Trifacta

Big Data Paris : Trifacta prépare désormais les données dans Azure

La solution Wrangler Enterprise débarque sur la marketplace Azure, après avoir intégré historiquement celle d’AWS et commercialisée en marque blanche sur Google Cloud. Trifacta pioche désormais dans Azure SQL Data Warehouse, Storage Blob et Azure Data Lake.

Etape dans la stratégie multi-Cloud de Trifacta. Le spécialiste du « Data Wrangling », segment qu’il a lui-même créé, sera désormais accessible depuis  la marketplace de Microsoft Azure et  pourra donc être utilisé en conjonction des services Cloud idoines, à savoir Azure SQL Datawarehouse, Microsoft HDInsight (la déclinaison Hadoop de la marque), Azure Storage Blob et Azure Data Lake. Les données brutes stockées dans ces services Azure pourront directement recevoir un traitement à la sauce Trifacta.

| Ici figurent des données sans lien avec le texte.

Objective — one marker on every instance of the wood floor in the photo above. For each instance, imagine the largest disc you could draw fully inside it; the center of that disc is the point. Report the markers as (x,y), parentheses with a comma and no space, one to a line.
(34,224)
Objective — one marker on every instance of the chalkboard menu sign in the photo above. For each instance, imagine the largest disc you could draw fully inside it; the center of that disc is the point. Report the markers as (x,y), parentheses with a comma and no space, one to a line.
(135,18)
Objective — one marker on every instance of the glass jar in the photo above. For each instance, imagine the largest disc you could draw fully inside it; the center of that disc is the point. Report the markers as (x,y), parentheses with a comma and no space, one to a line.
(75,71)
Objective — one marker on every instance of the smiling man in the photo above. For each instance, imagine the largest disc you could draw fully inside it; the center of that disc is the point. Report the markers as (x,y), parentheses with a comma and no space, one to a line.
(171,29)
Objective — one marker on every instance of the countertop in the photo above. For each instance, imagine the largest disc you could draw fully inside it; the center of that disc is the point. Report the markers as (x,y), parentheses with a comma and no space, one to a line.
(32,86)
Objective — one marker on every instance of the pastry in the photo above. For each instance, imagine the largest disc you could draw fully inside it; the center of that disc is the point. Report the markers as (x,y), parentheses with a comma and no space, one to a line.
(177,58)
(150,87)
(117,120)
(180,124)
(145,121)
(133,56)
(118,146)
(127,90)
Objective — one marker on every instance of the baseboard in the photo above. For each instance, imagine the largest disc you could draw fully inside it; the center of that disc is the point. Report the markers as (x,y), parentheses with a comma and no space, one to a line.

Pour la société de San Francisco, l’arrivée de Wrangler Enterprise sur la marketplace Azure complète la couverture Cloud de la société, alors que le Cloud, justement, est une demande de plus en plus présente chez les clients, explique Alain Dalmau, Regional Sales Manager de Trifacta pour la zone l’EMEA, rencontré lors de l’événement Big Data Paris. Si la société américaine a débuté logiquement son parcours vers le Cloud en assurant une présence sur la marketplace d’AWS, elle a scellé, plus récemment, un accord un peu différent avec Google. Trifacta motorise en effet en marque blanche Google Cloud Dataprep, un service de préparation de données, associés aux autres services de la plateforme, comme Big Query ou Data Flow. Google est autonome dans la commercialisation de ce service.

La relation avec Microsoft Azure s’appuie un vrai accord de co-selling, souligne le responsable de Trifacta. La société californienne est d’ailleurs devenue un partenaire certifié Microsoft.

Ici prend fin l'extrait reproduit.